If he runs, NBC will have to pull the plug on episodes featuring Thompson due to federal regulations. The FCC’s equal time regulations allow candidates equal time on public airwaves. Cable channels do not use public airwaves, so stations like TNT, which airs “Law & Order” reruns, are exempt.
Unlike predecessors Adam Schiff (Steven Hill) and Nora Lewin (Dianne Wiest) on the New York-centric show, Thompson’s D.A. Arthur Branch is—surprise, surprise—a Republican conservative.
NBC announced that it will not schedule any future episodes Thompson appears in, beyond those already scheduled, if he runs.
And according to the Times, TNT may voluntarily take Thompson out of circulation if he runs, “to avoid complaints.”
In his three-decade-long screen acting career, Thompson, a Tennessee Republican who served in the U.S. Senate from 1994-2002, has played politicians, lawyers and high ranking soldiers, and with his Southern drawl and authoritarian image, the small segment of Americans who base their vote on vitals like charisma, oratory skills and wardrobe could be swayed.

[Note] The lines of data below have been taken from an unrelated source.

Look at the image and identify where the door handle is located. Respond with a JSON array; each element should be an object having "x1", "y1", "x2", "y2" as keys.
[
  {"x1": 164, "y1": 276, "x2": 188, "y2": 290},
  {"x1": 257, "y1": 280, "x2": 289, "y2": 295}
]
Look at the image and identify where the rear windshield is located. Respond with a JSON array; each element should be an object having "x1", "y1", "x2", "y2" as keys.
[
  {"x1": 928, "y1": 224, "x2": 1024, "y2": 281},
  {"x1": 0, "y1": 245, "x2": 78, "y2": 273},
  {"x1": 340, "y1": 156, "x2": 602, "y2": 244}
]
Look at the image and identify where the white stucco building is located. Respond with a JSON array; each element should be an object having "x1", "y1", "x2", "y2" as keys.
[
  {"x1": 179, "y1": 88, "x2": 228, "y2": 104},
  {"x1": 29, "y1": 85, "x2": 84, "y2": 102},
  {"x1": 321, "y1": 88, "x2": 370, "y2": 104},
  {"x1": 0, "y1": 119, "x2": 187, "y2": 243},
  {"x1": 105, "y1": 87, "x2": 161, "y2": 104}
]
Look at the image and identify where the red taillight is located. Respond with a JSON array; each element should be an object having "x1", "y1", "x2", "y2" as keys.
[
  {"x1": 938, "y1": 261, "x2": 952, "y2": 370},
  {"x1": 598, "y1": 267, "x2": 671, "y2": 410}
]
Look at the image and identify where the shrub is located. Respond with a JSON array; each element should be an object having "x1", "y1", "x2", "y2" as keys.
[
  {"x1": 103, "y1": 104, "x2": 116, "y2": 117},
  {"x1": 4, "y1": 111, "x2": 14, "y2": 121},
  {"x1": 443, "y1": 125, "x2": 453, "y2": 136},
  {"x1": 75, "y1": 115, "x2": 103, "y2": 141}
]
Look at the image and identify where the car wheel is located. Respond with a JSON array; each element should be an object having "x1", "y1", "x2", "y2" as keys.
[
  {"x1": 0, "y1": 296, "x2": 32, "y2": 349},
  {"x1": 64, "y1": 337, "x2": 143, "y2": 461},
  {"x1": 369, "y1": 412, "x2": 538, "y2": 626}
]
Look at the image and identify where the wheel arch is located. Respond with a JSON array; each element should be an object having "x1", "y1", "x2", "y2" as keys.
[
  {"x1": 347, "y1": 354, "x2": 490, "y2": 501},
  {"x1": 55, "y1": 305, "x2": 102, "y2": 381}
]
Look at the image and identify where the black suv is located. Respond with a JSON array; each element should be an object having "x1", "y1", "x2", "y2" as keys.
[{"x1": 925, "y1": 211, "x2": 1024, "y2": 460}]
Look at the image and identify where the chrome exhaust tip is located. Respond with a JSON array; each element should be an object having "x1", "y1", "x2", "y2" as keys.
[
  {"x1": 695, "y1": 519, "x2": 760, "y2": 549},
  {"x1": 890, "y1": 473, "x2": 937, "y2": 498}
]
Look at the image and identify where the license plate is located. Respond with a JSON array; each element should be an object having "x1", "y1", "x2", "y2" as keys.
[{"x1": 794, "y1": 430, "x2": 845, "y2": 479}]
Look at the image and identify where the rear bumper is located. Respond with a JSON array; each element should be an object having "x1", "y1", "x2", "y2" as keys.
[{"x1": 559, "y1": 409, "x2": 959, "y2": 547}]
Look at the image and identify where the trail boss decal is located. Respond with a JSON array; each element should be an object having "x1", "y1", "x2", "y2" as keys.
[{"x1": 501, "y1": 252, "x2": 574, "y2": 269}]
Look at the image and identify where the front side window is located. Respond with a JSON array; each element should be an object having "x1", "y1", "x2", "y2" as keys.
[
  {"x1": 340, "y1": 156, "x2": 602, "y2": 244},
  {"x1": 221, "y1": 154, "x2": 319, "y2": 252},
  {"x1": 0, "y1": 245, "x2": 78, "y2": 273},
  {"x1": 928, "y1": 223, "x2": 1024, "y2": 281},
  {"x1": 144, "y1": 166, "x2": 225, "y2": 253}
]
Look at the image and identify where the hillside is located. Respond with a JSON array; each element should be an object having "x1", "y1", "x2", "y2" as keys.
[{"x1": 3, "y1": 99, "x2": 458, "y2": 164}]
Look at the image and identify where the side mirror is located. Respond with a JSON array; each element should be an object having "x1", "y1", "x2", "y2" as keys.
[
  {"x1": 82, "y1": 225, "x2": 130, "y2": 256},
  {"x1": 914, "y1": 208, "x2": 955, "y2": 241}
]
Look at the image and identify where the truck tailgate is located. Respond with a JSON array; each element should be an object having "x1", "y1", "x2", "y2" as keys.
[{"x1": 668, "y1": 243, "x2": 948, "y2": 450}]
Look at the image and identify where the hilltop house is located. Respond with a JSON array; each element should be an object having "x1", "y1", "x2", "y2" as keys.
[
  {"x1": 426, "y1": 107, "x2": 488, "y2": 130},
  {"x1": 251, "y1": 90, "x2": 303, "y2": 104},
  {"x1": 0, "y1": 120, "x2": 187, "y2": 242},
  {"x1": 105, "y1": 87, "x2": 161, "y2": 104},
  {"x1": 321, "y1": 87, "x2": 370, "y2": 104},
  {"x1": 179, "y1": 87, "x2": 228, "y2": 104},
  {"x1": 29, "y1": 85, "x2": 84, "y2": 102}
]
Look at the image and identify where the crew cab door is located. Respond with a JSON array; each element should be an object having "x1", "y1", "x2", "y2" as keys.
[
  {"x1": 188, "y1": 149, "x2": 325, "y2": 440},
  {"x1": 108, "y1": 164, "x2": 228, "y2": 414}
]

Before he was a U.S. Senator, Thompson was a lobbyist, and minority counsel for the Senate Watergate Committee. Scott Armstrong, who was an investigator for Democrats on the committee has accused him as being “a mole for the [Nixon] White House” because Thompson alerted Nixon’s lawyer that the committee knew the administration had a taping system, as soon as he found out from another member of the committee.
In recently released transcripts from White House tapes, Nixon calls Thompson “dumb as hell, but friendly.”